Todo cristiano está llamado al apostolado (AA. 16). Todo laico está llamado a comprometerse personalmente en el testimonio, participando en la Misión de la Iglesia. Esto implica una convicción personal, que brota de la fe y del sentido de Iglesia que la fe enciende en el alma. Quien cree y quiere ser Iglesia, no puede menos de estar convencido de la “tarea original, insustituible e indelegable” que cada fiel “debe llevar a cabo para el bien de todos” (Ch L. 28).
Muchas son las posibilidades de compromiso, especialmente en los ambientes de la familia, el trabajo, la profesión, los círculos culturales y recreativos, etc. ; y muchas son también en el mundo de hoy las personas que quieren hacer algo para mejorar la vida, para hacer más justa la sociedad y para contribuir al bien de sus semejantes (Juan Pablo II). Cuando Jesús llama a los suyos para que lo sigan, les da una consigna, les da un encargo muy preciso: anunciar el evangelio del Reino a todas las naciones (Mt 28, 19; Lc 24, 46-48). Por esto, todo discípulo es misionero, pues Jesús lo hace partícipe de su misión, al mismo tiempo que lo vincula a Él como amigo y hermano (Juan Pablo II, Creo en la Iglesia pág. 447s). Benedicto XVI nos recuerda: “El discípulo, fundamentado así en la roca de la Palabra de Dios, se siente impulsado a llevar la Buena Nueva de la Salvación a sus hermanos… El discípulo sabe que sin Cristo no hay luz, no hay esperanza, no hay amor, no hay futuro” (D Inaugural 3, V Asamblea General del Episcopado Latinoamericano, Brasil). Al respecto, la Iglesia tiene la misión de ayudar a los hombres a orientar todo el orden temporal y a dirigirlo a Dios por medio de Cristo (A. A. 7). Es preciso recordar, ante todo, que los laicos están llamados a contribuir a la promoción de la persona, hoy especialmente necesaria y urgente. Jesús salió al encuentro de personas en situaciones muy diversas: hombres y mujeres, pobres y ricos, judíos y extranjeros, justos y pecadores…, invitándolos a todos a su seguimiento. Hoy sigue invitando a encontrar en Él el amor del Padre. Por esto mismo, el discípulo misionero ha de ser un hombre o una mujer que hace visible el amor misericordioso del Padre, especialmente a los pobres y pecadores.
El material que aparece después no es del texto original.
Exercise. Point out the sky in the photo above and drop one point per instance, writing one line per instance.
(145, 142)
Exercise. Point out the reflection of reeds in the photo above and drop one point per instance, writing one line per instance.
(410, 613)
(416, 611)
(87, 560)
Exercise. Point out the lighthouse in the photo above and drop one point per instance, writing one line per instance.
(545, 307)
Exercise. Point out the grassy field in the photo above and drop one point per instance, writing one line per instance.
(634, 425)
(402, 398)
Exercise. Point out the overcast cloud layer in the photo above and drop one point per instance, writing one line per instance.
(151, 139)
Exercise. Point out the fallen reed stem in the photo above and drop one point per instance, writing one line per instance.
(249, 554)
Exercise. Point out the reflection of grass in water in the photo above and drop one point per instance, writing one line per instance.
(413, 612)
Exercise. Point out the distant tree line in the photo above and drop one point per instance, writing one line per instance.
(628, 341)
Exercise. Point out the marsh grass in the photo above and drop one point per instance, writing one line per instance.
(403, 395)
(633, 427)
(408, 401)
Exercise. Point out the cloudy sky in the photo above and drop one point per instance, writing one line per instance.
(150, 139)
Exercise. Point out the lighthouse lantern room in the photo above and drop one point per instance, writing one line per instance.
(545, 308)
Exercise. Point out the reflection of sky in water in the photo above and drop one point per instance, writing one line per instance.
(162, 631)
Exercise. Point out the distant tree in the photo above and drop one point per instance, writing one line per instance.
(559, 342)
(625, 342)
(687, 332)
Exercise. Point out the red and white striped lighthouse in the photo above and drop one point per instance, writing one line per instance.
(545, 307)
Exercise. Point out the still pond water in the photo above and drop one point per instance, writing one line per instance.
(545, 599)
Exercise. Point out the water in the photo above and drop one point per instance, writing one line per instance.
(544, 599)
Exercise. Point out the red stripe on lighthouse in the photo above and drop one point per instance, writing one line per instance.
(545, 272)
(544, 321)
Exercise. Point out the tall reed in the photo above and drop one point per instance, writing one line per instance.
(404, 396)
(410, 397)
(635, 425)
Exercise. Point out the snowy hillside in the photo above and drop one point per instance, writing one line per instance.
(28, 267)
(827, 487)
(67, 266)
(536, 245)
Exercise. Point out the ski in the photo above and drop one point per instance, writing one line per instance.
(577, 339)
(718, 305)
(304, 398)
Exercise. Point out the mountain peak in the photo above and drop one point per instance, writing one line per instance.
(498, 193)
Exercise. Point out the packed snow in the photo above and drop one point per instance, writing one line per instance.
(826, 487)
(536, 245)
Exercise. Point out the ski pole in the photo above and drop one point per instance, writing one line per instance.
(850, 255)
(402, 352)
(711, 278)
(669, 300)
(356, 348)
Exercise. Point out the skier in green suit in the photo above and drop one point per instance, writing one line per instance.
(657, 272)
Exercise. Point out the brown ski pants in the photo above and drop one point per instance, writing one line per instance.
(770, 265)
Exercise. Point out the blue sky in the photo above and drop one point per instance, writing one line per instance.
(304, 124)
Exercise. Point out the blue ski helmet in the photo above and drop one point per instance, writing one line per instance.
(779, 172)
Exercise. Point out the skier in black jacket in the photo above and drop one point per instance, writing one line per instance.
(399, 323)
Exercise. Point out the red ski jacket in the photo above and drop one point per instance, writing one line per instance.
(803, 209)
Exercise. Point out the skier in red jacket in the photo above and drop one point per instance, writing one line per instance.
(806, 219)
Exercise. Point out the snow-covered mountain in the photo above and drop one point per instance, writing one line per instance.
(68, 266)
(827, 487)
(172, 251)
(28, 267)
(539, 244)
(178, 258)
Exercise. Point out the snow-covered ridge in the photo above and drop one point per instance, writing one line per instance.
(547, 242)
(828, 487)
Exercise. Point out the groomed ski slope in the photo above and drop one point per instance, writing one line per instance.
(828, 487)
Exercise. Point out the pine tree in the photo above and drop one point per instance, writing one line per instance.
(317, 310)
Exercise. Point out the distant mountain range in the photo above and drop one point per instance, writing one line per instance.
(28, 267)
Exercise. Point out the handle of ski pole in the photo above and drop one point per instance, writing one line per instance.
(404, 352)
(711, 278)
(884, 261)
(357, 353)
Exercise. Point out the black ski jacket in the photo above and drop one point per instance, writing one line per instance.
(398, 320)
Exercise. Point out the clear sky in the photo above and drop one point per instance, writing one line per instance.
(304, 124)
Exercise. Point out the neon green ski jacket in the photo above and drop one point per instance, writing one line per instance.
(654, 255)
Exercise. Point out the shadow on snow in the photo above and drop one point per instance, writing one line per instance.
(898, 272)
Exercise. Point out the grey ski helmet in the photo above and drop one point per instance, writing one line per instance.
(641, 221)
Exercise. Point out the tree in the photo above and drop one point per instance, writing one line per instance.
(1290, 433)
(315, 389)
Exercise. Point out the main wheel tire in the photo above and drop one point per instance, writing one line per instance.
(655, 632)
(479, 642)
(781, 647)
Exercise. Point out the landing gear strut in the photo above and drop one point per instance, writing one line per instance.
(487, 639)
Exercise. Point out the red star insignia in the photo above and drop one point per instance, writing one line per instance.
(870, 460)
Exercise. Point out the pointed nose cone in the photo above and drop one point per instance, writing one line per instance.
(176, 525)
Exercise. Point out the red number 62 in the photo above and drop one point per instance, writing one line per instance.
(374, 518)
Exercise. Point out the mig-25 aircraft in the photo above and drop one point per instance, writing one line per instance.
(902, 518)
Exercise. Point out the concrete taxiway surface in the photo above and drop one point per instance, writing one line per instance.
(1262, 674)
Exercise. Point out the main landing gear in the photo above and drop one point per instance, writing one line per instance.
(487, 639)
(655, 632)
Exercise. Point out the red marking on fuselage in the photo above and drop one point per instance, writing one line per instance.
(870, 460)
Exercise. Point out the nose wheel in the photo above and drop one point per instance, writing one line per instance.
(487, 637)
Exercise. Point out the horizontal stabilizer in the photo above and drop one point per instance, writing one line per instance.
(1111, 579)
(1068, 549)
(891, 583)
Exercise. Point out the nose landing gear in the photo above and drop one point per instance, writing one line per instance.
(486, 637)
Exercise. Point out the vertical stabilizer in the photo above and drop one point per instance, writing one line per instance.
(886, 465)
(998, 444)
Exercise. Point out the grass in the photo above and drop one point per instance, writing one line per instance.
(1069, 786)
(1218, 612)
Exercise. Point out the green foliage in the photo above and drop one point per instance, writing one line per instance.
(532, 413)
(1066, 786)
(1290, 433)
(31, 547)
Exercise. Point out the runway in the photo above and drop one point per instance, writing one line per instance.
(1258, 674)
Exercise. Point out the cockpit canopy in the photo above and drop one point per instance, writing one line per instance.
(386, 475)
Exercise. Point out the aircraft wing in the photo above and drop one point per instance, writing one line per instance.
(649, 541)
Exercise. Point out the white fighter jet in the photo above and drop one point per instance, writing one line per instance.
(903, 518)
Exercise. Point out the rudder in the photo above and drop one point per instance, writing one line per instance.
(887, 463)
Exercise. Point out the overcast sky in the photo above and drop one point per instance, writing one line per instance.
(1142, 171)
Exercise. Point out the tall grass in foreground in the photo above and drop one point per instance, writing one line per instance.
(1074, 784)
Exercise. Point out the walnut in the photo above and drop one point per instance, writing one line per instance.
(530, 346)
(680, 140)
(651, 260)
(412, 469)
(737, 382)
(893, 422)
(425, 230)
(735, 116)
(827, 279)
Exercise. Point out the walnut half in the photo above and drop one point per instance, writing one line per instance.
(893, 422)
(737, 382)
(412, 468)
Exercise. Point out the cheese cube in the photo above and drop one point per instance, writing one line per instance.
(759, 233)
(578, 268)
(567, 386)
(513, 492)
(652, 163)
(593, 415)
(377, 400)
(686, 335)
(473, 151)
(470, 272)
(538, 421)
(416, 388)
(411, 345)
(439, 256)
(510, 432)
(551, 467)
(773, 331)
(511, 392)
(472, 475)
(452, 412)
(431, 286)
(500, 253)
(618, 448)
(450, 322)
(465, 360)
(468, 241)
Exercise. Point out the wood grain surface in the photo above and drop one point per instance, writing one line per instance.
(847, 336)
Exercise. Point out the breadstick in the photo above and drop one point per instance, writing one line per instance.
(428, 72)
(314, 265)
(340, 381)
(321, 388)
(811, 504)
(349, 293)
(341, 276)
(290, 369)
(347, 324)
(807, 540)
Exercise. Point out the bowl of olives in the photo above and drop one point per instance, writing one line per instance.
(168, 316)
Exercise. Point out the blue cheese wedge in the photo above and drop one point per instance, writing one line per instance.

Al participar de esta misión el discípulo camina hacia la santidad. Este camino atañe a la dignidad personal, que exige “el respeto, la defensa y la promoción de los derechos de la persona humana. Ante todo, el reconocimiento de la inviolabilidad de la vida humana. En esta defensa de la dignidad personal y del derecho a la vida tienes una responsabilidad especial los padres, los educadores, los agentes sanitarios y todos los que poseen el poder económico y político” (Ch L, 38). Entre los derechos de la persona, que es preciso defender y promover, se encuentra el de la libertad religiosa, la libertad de conciencia y la libertad de culto (Ch L 39). Los laicos están llamados a comprometerse en la vida política, según sus capacidades y las condiciones de tiempo y lugar y han de unirse a los esfuerzos de la sociedad para restablecer la paz en el mundo, para hacer realidad la paz dada por Cristo Jn 14, 27; Ef 2, 14). Como laicos cristianos, son en el mundo expresión de la Iglesia que pone en práctica la doctrina social, pero deben ser conscientes de su libertad y responsabilidad personales en las cuestiones opinables, en las que sus decisiones, aunque han de estar siempre inspiradas en los valores del evangelio, no se deben presentar como únicas posibles para los cristianos. Tal respeto es una exigencia de la caridad.